2  Chapter 2: Stochastic Gradient Descent

By Tomas Beuzen 🚀

Chapter Learning Objectives


  • Explain and implement the stochastic gradient descent algorithm.
  • Explain the advantages and disadvantages of stochastic gradient descent as compared to gradient descent.
  • Explain what are epochs, batch sizes, iterations, and computations in the context of gradient descent and stochastic gradient descent.

Imports


import numpy as np
import pandas as pd
from sklearn.preprocessing import StandardScaler
from sklearn.linear_model import LinearRegression
from sklearn.metrics import mean_squared_error, mean_absolute_error
from utils.plotting import *

2.1 1. Motivation for Stochastic Gradient Descent


Last chapter we looked at “vanilla” gradient descent. Almost all loss functions you’ll use in ML involve a sum over all the (training) data, e.g., mean squared error:

\[f(w)=\frac{1}{n}\sum^{n}_{i=1}(h_w(x_i)-y_i)^2\]

Here \(f(w)\) is the value of the loss function, \(h_w(x)\) is the model we wish to fit, e.g., for linear regression: \(h_w(x)=w^Tx\). The goal is to find the weights \(\boldsymbol{w}\) that minimize the loss function. With gradient descent we:

  1. Start with some arbitrary \(\boldsymbol{w}\)
  2. Calculate the gradient using all training examples
  3. Use the gradient to adjust \(\boldsymbol{w}\)
  4. Repeat for \(I\) iterations or until the step-size is sufficiently small

But if we have large \(n\) and/or \(\boldsymbol{w}\) vanilla gradient descent becomes very computationally expensive (when we get to deep learning, we’ll have models where the number of weights to optimize is in the millions!). Say n = 1,000,000, we have 1000 parameters to optimize, and we do 1000 iterations - that’s \(10^{12}\) computations!

We can reduce this workload by using just a fraction of our dataset to update our parameters each iteration (rather than using the whole data set). This is called “stochastic gradient descent”.

2.2 2. Stochastic Gradient Descent


Gradient Descent:

\[w_{j+1}=w_{j}-\alpha_t\frac{\partial}{\partial w_j}f(w_j)\]

Stochastic Gradient Descent:

\[w_{j+1}=w_{j}-\alpha_t\frac{\partial}{\partial w_j}f_i(w_j)\]
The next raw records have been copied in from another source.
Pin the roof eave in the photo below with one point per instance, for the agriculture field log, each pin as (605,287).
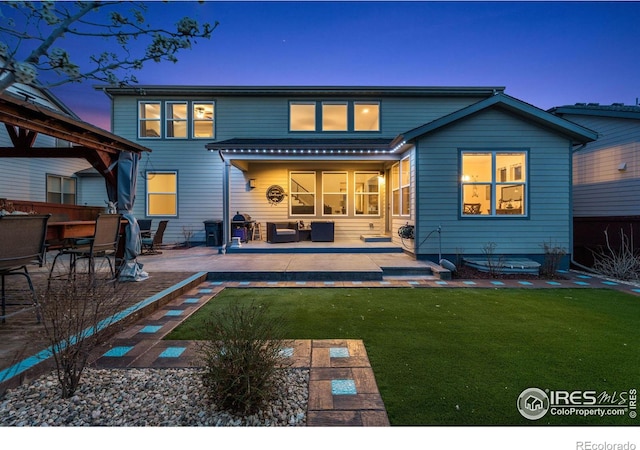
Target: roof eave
(434,91)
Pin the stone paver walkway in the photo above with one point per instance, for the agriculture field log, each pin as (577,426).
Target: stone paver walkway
(342,386)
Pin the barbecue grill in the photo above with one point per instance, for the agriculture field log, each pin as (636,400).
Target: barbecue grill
(241,225)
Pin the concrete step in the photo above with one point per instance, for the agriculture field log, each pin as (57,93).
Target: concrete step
(375,238)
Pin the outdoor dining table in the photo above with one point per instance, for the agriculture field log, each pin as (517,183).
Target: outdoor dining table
(71,229)
(58,233)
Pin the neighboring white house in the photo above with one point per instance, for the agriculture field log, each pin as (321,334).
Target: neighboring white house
(478,165)
(42,179)
(606,175)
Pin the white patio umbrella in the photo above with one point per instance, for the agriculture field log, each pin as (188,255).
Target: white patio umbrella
(127,178)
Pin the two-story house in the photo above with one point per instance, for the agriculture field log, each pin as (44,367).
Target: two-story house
(480,167)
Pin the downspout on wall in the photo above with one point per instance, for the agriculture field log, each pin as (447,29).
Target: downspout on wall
(573,261)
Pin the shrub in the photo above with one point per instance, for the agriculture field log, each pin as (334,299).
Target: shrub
(553,255)
(74,314)
(242,357)
(622,263)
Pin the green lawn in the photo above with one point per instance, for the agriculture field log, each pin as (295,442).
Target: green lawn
(462,356)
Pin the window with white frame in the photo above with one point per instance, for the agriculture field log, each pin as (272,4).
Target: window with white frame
(61,190)
(302,190)
(493,183)
(395,189)
(334,117)
(401,188)
(367,193)
(302,116)
(366,116)
(162,193)
(334,193)
(149,116)
(176,119)
(203,120)
(405,187)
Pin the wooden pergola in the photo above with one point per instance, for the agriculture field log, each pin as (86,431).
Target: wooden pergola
(24,120)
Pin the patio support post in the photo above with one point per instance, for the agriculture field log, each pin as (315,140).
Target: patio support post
(226,221)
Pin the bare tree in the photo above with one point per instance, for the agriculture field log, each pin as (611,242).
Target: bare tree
(30,32)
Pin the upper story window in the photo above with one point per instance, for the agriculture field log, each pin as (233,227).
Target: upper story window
(176,113)
(149,114)
(203,114)
(61,190)
(334,116)
(493,183)
(302,116)
(162,193)
(176,119)
(366,116)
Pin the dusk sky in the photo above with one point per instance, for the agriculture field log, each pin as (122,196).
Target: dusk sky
(545,53)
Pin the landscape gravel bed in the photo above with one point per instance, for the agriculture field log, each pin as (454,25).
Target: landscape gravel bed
(145,397)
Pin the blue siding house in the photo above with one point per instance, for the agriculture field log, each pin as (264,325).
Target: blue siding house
(461,167)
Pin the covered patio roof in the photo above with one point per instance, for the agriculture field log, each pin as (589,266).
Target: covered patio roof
(306,149)
(24,119)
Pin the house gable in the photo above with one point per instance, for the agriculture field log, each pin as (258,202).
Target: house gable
(528,112)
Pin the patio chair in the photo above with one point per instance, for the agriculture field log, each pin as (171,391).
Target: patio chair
(103,244)
(22,239)
(150,245)
(145,227)
(471,208)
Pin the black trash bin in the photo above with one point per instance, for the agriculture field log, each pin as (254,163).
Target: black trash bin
(213,232)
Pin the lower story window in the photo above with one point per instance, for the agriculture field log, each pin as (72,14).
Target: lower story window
(367,193)
(334,193)
(61,190)
(493,183)
(302,187)
(162,193)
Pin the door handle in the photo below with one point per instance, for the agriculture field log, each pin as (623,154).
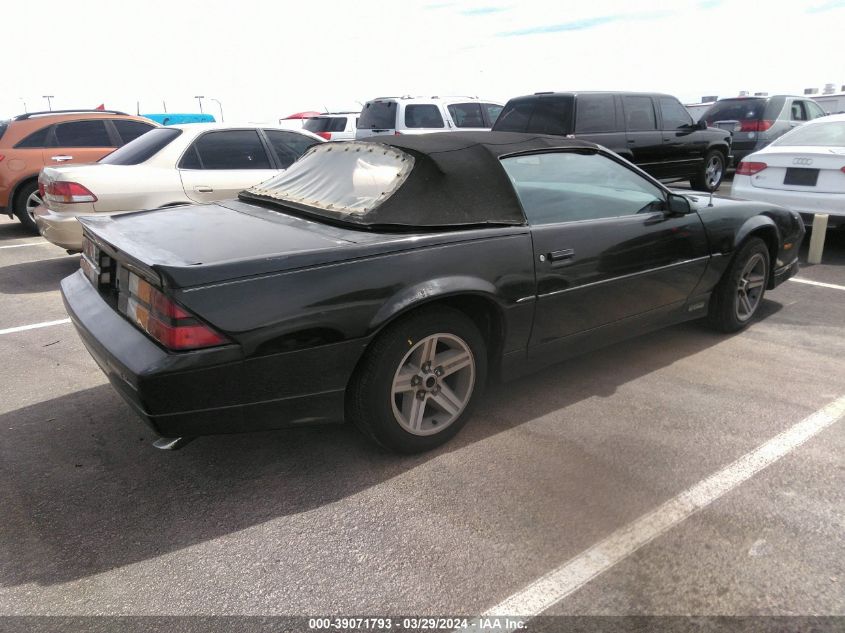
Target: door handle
(557,256)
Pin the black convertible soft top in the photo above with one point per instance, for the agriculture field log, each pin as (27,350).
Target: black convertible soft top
(456,180)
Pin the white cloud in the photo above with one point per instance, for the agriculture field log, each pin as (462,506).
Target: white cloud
(268,59)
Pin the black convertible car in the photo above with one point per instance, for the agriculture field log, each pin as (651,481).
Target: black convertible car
(383,282)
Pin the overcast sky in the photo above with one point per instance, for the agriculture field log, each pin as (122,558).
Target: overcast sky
(264,60)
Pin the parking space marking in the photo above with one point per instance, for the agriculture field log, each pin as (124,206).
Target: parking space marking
(41,243)
(578,571)
(33,326)
(817,283)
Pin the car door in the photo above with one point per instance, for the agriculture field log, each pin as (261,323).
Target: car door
(684,145)
(606,250)
(644,140)
(78,142)
(221,163)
Pretty simple! What exactly is the difference in the above equations? Well one of them includes a subscript \(i\). That means, instead of updating our parameters based on a gradient calculated using all training data, we simply use one of our data points (the \(i\)th one). This is best seen by example, let’s use the Pokemon dataset from last chapter:

df = (pd.read_csv("data/pokemon.csv", usecols=['name', 'defense', 'attack'], index_col=0)
        .reset_index()
     )
x = StandardScaler().fit_transform(df[['defense']]).flatten()
y = df['attack'].to_numpy()
plot_pokemon(x, y, x_range=[0, 1], y_range=[0, 200], dx=0.2, dy=50)

Let’s fit a simple linear model to this data: \(\hat{y_i}=w_0+w_1x_i=w^Tx_i\). Recall from last chapter that the gradient of the MSE loss for this linear regression model is:

\[\frac{\partial{}}{\partial{}f(w)}=\frac{2}{n}\sum^{n}_{i=1}(w^Tx_i-y_i)x_i\]

def gradient(w, X, y):
    """Gradient of mean squared error."""
    return 2 * (X.T @ (X @ w) - X.T @ y) / len(X)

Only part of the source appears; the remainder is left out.